ER and PR expressions increase correspondingly with increasing levels of estrogen and progesterone.[44] Estrogen and progesterone levels are associated with BPE[38,39]; therefore, it could be hypothesized that BPE is associated with ER and PR statuses in patients with breast cancer. The present study suggests that BPE was positively associated with ER, as supported by Dontchos et al,[30] Kim et al,[42] and Ozturk et al.[45] Progesterone is an important intermediate for the biosynthesis of estrogen, androgen, and adrenocorticosteroids. The structure and action mechanism of PR are also complex. There are many factors that influence the synthesis of hormones, of which one or more factors may affect the expression of PR.[46] This may be the reason for the lack of associated between PR and BPE in the present study. Vreeman et al[47] showed an association between BPE and PR negativity. This warrants further study.

In addition, the present study showed that lymphovascular invasion was higher in the high BPE group, and the degree of BPE was positively associated with lymphovascular invasion in invasive breast cancer. This could be associated with the development of the mammary vascular network among different people. People with a good development of the mammary vascular network have abundant supplying arteries, draining veins, capillary network, and lymphatic network, and thus have more significant BPE in dynamic contrast-enhanced MRI. In case of breast cancer in a high BPE breast, the tumor cells are more likely to erode and destruct the surrounding capillaries and lymph capillaries, leading to lymphovascular invasion.

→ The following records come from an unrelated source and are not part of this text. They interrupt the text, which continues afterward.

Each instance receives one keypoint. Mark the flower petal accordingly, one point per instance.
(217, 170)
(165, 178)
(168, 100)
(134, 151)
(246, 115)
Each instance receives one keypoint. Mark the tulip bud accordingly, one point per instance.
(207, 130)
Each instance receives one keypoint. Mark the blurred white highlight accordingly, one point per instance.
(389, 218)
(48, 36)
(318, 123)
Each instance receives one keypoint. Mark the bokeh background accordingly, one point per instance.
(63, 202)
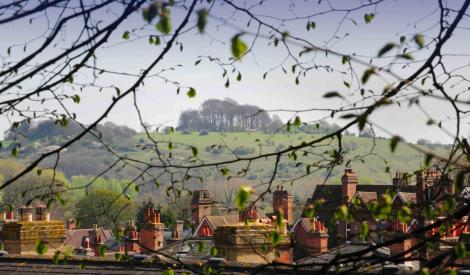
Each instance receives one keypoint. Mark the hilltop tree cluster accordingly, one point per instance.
(225, 115)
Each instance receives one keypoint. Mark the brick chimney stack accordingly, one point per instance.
(95, 240)
(397, 181)
(349, 183)
(249, 214)
(25, 214)
(132, 245)
(282, 202)
(69, 224)
(42, 213)
(151, 234)
(9, 214)
(400, 247)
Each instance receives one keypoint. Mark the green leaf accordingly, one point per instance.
(101, 250)
(125, 35)
(239, 47)
(276, 237)
(191, 92)
(40, 247)
(368, 17)
(385, 49)
(342, 213)
(419, 40)
(200, 247)
(364, 231)
(367, 74)
(15, 152)
(164, 24)
(402, 39)
(297, 121)
(460, 181)
(332, 94)
(405, 214)
(243, 195)
(394, 142)
(461, 250)
(69, 79)
(406, 56)
(214, 251)
(150, 12)
(202, 19)
(76, 98)
(194, 150)
(55, 259)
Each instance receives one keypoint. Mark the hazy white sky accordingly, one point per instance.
(161, 105)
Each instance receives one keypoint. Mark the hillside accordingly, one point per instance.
(89, 158)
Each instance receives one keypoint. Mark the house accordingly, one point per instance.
(209, 224)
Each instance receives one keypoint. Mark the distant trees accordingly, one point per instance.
(224, 115)
(56, 132)
(104, 207)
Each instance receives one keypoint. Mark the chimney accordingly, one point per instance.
(249, 214)
(282, 203)
(42, 213)
(151, 233)
(397, 181)
(69, 224)
(132, 244)
(178, 230)
(312, 242)
(95, 239)
(25, 214)
(9, 214)
(201, 205)
(86, 242)
(400, 247)
(349, 183)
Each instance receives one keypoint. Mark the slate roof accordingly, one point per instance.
(307, 223)
(367, 197)
(333, 196)
(408, 197)
(74, 237)
(216, 221)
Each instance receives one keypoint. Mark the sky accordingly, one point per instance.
(161, 105)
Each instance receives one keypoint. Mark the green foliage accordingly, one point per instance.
(368, 17)
(385, 49)
(242, 197)
(40, 247)
(239, 47)
(104, 207)
(202, 19)
(143, 206)
(79, 186)
(191, 92)
(164, 24)
(34, 185)
(419, 40)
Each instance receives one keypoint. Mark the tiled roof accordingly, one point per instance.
(408, 197)
(216, 221)
(308, 224)
(333, 197)
(367, 197)
(74, 237)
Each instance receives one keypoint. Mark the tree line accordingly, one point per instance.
(225, 115)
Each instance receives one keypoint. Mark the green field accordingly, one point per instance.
(369, 157)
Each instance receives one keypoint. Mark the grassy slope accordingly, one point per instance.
(371, 171)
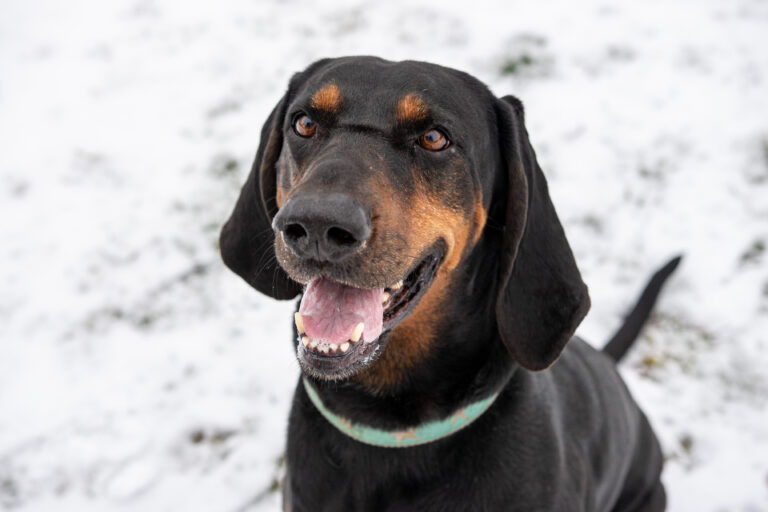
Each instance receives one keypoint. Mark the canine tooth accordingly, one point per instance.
(357, 332)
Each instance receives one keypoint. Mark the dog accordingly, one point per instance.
(439, 298)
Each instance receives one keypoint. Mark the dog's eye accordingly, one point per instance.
(304, 126)
(434, 140)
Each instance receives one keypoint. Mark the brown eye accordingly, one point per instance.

The overexpression of the HER2 is one of the important factors that affect the growth and metastasis of breast cancer. HER2-positive invasive breast cancer usually has a high grade, high T staging, and a higher possibility of metastasis, and thus has a poor prognosis. Currently, the association between BPE and the expression of HER2, T staging, N staging, and histological classification are still unclear in the present study and the literature,[42,45] and additional study is necessary.

Dilorenzo et al[48] examined the BPE in relation to the molecular subtypes of breast cancer in 82 Italian females. They reported that luminal B tumors (mostly ER-positive and PR-lowly positive/negative) were associated with low BPE, while triple-negative breast cancer was associated with high BPE. This is in contradiction with the present study, which showed that ER-positive tumors were associated with high BPE. Those conflicting data could be due, at least in part, to the differences in breast tumor classification, and only very few triple-negative breast cancer patients were included in this study. In addition, differences in breast cancer pathogenesis and life habits between Chinese and Europeans could also be involved. Indeed, age at diagnosis of breast cancer in China is about 10 years younger than in the United States and Europe.[49] In addition, the epidemiology changed abruptly in the recent decades due to the economic boom.[50] Consumption of soy foods also modulate the risk of breast cancer in Chinese females compared with Europeans.[51] Finally, Chinese females are known to have small and mammographically dense breasts.[52] Taken together, those factors could explain part of the discrepancy between the two studies, but additional studies are necessary.

This study is not without limitations. Firstly, this was a retrospective study with a limited sample size from a single center. Secondly, the menstrual cycle was not considered when patients were examined with MRI. Thirdly, race,[53] child-bearing history, family history, obesity,[54] and history of hormone drugs could not be taken into account because of the limited data in the medical charts. Further study is needed to verify the results.

Conclusion

In conclusion, BPE is negatively correlated with age and menopausal status, and is positively correlated with lymphovascular invasion and positive ER status. BPE is not correlated with T staging and histological classification in patients with invasive breast cancer.